Cook, McHenry Counties sponsor lead removal program

paint led removal
Photo credit Andrew Burton/Getty Images

CHICAGO (WBBM NEWSRADIO) -- Lead-based paint was banned in 1978, but it's still lurking in many homes built before then.

A new program from Cook and McHenry counties will help remove lead paint from housing. Deanna Durica is the director of lead poisoning prevention for the Cook County Department of Public Health.

"When the law changed in 1978 so that lead could not be added to paint anymore, there was no provision for going around to all of the homes everywhere to remove any lead paint that existed," Durica said.

She said that lead-based paint is mainly only a hazard when it's deteriorating into chips or dust, which can easily expose a young child to harmful levels of lead.

"The stereotypical child who's eating the sweet-tasting paint chips...that's one way it can happen, certainly, but I think more commonly, it's exposure through the dust that is created by the deteriorating paint," Durica said.

Homes built before 1978 with children younger than six living there may be eligible for removal. Renters and homeowners with low to moderate income are encouraged to apply.

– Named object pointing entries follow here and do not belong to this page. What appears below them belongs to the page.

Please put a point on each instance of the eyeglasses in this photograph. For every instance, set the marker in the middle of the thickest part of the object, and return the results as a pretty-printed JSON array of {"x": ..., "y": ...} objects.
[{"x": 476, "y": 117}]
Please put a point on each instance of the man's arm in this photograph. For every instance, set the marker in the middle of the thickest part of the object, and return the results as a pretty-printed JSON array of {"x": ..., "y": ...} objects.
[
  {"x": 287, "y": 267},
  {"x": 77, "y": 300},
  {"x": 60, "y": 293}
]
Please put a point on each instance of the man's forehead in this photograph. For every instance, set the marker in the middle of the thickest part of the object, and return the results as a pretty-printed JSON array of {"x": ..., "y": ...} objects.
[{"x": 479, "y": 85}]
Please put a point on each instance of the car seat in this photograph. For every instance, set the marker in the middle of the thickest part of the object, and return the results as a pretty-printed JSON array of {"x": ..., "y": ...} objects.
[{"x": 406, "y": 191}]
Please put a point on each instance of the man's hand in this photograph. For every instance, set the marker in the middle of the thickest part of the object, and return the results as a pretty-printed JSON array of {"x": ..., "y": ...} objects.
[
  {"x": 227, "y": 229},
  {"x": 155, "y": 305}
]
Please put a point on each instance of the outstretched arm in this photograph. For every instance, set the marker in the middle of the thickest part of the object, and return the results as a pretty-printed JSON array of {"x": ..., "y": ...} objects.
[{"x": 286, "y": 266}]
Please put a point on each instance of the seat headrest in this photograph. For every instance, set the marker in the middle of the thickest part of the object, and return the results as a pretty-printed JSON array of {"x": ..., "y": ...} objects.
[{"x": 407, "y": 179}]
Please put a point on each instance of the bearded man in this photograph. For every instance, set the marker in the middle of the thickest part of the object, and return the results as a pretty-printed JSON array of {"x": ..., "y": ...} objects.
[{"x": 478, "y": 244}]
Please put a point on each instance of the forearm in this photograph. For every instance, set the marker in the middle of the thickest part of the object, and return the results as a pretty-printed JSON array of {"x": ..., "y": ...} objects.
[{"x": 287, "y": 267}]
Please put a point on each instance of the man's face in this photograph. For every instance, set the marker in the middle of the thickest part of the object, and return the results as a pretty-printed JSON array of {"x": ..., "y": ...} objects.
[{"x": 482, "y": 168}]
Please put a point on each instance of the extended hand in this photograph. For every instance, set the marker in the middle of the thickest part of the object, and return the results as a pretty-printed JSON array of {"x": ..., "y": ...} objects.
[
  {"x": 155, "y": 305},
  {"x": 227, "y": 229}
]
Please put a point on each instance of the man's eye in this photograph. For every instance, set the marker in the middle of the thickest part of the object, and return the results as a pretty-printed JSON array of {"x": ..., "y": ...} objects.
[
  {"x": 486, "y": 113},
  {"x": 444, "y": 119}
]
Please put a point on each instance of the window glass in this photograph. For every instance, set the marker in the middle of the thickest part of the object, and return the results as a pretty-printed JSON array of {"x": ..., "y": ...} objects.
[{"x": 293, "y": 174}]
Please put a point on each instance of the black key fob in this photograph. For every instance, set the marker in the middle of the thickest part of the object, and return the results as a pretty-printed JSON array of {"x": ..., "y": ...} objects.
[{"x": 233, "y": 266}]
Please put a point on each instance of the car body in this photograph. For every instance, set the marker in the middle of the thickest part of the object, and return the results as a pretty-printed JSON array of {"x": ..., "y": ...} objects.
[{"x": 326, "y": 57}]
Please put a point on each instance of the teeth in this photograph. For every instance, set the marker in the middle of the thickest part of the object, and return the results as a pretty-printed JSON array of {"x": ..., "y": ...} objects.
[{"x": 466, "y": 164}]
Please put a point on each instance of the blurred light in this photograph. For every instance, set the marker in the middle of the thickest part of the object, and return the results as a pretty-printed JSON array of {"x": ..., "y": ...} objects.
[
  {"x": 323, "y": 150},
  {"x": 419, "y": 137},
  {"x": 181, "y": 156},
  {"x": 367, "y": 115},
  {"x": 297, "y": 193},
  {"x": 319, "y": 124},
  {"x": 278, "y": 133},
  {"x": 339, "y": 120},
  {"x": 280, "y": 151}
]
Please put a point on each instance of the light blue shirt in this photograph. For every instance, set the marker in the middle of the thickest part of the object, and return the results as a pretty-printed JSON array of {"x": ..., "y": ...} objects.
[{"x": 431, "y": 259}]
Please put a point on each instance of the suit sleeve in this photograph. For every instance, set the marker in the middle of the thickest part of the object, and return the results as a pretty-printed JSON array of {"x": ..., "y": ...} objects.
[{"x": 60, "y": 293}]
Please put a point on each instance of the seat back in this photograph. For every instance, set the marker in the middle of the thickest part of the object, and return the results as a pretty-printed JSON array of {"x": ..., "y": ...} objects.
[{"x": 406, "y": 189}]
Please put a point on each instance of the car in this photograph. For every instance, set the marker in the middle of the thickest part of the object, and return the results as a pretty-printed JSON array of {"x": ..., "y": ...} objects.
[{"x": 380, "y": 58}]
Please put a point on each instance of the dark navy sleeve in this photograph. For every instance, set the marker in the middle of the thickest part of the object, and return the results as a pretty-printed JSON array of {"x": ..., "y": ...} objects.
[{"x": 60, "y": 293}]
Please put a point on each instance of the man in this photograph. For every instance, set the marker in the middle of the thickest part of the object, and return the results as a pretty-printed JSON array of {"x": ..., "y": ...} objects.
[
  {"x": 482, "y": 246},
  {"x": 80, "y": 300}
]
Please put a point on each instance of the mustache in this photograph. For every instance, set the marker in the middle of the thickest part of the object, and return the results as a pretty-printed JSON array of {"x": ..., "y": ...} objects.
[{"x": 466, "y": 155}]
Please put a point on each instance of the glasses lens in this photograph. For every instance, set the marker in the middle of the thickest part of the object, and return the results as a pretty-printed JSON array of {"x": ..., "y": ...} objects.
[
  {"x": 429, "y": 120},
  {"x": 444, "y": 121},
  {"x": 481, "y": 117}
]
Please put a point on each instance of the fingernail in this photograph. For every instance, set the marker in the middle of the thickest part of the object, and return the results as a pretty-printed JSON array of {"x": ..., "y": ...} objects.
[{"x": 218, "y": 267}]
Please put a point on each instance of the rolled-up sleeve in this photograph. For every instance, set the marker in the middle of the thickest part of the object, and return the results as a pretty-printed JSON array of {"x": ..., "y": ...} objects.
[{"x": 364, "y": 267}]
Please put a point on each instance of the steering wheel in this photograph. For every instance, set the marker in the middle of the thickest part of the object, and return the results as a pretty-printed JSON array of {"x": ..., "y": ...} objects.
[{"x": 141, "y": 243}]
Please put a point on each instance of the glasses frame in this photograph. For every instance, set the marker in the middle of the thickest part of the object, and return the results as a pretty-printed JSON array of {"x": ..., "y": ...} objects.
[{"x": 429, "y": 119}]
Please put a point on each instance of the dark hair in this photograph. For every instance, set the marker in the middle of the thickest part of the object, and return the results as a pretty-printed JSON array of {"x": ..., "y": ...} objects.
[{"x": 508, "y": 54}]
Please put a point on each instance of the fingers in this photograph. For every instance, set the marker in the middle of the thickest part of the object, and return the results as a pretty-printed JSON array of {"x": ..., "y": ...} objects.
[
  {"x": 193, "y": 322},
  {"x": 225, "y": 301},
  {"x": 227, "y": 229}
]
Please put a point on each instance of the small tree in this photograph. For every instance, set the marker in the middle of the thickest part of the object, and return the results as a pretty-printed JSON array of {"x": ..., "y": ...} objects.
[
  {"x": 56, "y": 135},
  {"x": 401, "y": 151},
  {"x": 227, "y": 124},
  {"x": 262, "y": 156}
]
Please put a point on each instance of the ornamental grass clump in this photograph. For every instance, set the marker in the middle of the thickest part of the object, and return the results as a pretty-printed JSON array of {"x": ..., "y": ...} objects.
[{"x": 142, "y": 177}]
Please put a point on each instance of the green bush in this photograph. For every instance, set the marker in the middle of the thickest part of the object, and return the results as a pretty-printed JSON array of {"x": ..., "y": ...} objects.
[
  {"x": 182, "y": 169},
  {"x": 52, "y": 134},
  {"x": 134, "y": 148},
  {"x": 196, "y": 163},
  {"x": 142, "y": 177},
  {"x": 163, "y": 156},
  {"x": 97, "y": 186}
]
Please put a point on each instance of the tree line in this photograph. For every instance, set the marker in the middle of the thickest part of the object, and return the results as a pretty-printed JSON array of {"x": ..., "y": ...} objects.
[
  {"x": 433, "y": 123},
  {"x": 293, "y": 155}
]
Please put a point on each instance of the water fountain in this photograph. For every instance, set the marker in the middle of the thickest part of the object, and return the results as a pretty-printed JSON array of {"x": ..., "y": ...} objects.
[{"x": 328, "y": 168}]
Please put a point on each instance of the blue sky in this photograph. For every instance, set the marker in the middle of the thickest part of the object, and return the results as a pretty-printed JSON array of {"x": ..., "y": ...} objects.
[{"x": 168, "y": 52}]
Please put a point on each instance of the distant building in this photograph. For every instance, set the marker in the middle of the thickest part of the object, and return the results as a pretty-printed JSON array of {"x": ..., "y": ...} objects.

More information is on the Cook or McHenry county websites.

"We know that [lead exposure] impacts [childrens'] academic success, their ability to learn, it impacts social and emotional development...we see a lot of those soft skills that are really important for academic and social success being more difficult after lead exposure," Durica said.

The lead removal program is funded in both counties by grants from the U.S. Department of Housing and Urban Development.